Dziś po godz. 16 po ponad sześciu godzinach zakończyło się przesłuchanie lidera PiS przed sejmową komisją ds. wyborów korespondencyjnych.
Joński o Kaczyńskim
"Dziś przed komisją śledczą stanął człowiek, który nie pełnił żadnych funkcji w marcu i kwietniu, ale decydował o terminie i sposobie głosowania. Człowiek, który marszałka Sejmu nie traktował poważnie, a premiera traktował jak chłopca, który miał podpisać dokumenty. Ten człowiek działał jak Ojciec Chrzestny. Dzisiaj bez szacunku dla posłów, bez szacunku dla obywateli myśli że stoi ponad prawem. Otóż nie stoi" - powiedział Joński.
Wypowiedź tę próbował zagłuszyć polityk Suwerennej Polski, poseł Michał Wójcik, który wyciągnął megafon. "Niech pan się nie ośmiesza" - odpowiadał Joński.
Czy Kaczyński zostanie ukarany?
Komisja przed zakończeniem posiedzenia przegłosowała skierowanie wniosku do komisji etyki poselskiej o ukaranie Kaczyńskiego oraz o wykluczenie z obrad posła Wójcika.

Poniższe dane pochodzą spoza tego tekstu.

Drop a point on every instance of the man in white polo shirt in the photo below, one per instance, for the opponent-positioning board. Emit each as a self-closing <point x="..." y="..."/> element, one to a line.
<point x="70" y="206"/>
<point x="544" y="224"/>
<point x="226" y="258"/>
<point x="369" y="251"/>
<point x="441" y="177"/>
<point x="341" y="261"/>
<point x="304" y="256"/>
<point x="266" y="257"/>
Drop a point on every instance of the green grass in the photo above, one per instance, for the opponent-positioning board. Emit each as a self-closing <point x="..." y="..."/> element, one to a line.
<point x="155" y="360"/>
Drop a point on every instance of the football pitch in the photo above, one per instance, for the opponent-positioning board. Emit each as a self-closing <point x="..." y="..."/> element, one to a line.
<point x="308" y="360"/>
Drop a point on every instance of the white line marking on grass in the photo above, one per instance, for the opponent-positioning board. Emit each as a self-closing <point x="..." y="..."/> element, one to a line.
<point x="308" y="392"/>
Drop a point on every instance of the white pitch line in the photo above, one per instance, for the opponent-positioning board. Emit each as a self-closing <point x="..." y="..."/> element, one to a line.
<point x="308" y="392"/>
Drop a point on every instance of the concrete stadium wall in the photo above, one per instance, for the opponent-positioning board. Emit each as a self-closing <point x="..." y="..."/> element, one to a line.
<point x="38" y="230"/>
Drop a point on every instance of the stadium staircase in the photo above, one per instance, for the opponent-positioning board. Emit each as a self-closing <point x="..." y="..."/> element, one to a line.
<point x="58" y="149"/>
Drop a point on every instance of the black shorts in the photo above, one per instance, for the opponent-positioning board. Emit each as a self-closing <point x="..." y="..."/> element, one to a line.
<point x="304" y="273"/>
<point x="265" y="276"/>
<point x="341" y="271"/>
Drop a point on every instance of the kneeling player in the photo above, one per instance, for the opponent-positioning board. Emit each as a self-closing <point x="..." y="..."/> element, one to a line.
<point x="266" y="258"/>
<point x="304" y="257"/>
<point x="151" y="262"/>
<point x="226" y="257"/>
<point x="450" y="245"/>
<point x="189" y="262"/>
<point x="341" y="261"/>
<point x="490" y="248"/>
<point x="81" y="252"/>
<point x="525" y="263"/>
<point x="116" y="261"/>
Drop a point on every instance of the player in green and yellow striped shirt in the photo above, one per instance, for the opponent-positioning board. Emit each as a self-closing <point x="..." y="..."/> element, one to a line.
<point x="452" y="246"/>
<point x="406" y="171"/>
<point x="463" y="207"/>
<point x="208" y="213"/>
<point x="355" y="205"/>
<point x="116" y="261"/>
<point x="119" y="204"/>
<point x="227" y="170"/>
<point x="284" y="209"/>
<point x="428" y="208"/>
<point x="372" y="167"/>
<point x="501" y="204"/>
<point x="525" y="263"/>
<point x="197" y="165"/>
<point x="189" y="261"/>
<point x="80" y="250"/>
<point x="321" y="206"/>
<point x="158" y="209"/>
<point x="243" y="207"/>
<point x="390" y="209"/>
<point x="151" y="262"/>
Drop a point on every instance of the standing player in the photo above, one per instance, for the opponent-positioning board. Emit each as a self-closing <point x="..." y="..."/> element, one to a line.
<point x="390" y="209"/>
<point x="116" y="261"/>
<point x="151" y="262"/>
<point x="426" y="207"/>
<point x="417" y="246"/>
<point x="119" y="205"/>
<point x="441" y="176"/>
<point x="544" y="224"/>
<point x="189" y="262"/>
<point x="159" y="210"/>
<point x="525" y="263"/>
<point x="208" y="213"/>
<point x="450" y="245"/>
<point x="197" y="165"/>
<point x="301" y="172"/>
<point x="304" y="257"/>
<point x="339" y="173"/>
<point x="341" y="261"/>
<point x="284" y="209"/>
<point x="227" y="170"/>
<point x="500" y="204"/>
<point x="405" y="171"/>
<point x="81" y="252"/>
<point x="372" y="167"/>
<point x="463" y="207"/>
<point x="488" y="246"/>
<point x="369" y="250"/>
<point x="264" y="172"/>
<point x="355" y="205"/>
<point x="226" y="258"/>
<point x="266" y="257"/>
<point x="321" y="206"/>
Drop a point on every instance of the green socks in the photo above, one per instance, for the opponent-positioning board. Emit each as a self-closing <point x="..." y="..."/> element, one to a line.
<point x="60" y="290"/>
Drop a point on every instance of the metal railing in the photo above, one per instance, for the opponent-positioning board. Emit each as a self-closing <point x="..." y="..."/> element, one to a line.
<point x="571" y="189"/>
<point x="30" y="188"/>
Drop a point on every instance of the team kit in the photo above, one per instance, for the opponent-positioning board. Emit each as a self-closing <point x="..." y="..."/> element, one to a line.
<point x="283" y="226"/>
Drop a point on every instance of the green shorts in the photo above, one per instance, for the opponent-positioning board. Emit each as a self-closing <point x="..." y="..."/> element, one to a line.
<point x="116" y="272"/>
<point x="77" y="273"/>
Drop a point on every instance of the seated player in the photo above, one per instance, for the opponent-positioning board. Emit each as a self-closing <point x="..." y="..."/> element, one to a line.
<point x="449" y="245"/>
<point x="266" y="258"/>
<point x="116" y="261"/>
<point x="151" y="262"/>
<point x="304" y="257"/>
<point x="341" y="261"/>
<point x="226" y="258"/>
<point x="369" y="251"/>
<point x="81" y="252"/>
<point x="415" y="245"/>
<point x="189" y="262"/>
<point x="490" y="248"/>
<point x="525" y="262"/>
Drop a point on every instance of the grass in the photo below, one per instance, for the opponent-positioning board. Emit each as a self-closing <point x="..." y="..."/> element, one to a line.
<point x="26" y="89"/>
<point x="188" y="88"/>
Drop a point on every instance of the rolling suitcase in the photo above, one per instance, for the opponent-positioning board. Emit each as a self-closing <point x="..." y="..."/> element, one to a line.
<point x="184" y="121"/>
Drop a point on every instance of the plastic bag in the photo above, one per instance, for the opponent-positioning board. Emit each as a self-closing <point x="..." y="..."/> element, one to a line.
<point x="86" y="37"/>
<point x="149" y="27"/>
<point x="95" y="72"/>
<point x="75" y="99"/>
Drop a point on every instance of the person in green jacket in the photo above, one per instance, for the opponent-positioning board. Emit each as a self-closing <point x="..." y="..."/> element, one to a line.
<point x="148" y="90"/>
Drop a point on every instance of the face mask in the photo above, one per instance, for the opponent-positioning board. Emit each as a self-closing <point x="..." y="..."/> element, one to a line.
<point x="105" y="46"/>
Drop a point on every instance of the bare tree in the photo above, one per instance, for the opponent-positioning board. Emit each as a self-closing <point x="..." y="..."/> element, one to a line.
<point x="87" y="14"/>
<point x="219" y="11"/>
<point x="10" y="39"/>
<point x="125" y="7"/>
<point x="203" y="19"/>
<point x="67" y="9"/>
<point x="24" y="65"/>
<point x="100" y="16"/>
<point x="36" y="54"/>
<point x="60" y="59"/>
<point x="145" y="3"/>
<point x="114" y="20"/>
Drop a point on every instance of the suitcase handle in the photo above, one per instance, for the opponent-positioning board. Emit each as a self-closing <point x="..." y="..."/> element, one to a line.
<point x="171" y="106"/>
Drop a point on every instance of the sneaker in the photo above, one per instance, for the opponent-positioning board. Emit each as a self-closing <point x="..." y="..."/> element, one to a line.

Joński o planowanej konfrontacji
Joński zapowiedział też przeprowadzenie konfrontacji pomiędzy prokurator Ewą Wrzosek a prokurator Edytą Dudzińską. Zaznaczył, że konfrontacja uzależniona jest od otrzymania dokumentów z Prokuratury Rejonowej Warszawa-Mokotów. "Do tej konfrontacji niezbędne są te dokumenty i te akta, ponieważ na podstawie tych nieczytelnych (otrzymanych wcześniej przez komisję) nie będziemy w stanie określić jasno pytań, które chcielibyśmy zadać obu panią" - powiedział szef komisji.
Pytanie do Kaczyńskiego
Wcześniej, na zakończenie serii pytań posłanka Lewicy Anita Kucharska-Dziedzic pytała Kaczyńskiego m.in. czy miał on przekonanie, że wybory korespondencyjne będą "tajne, równe, bezpośrednie".
"Miałem przekonanie, że nie będą gorsze od innych wyborów, które przeprowadzono w Polsce począwszy od 1991 roku" - przyznał Kaczyński.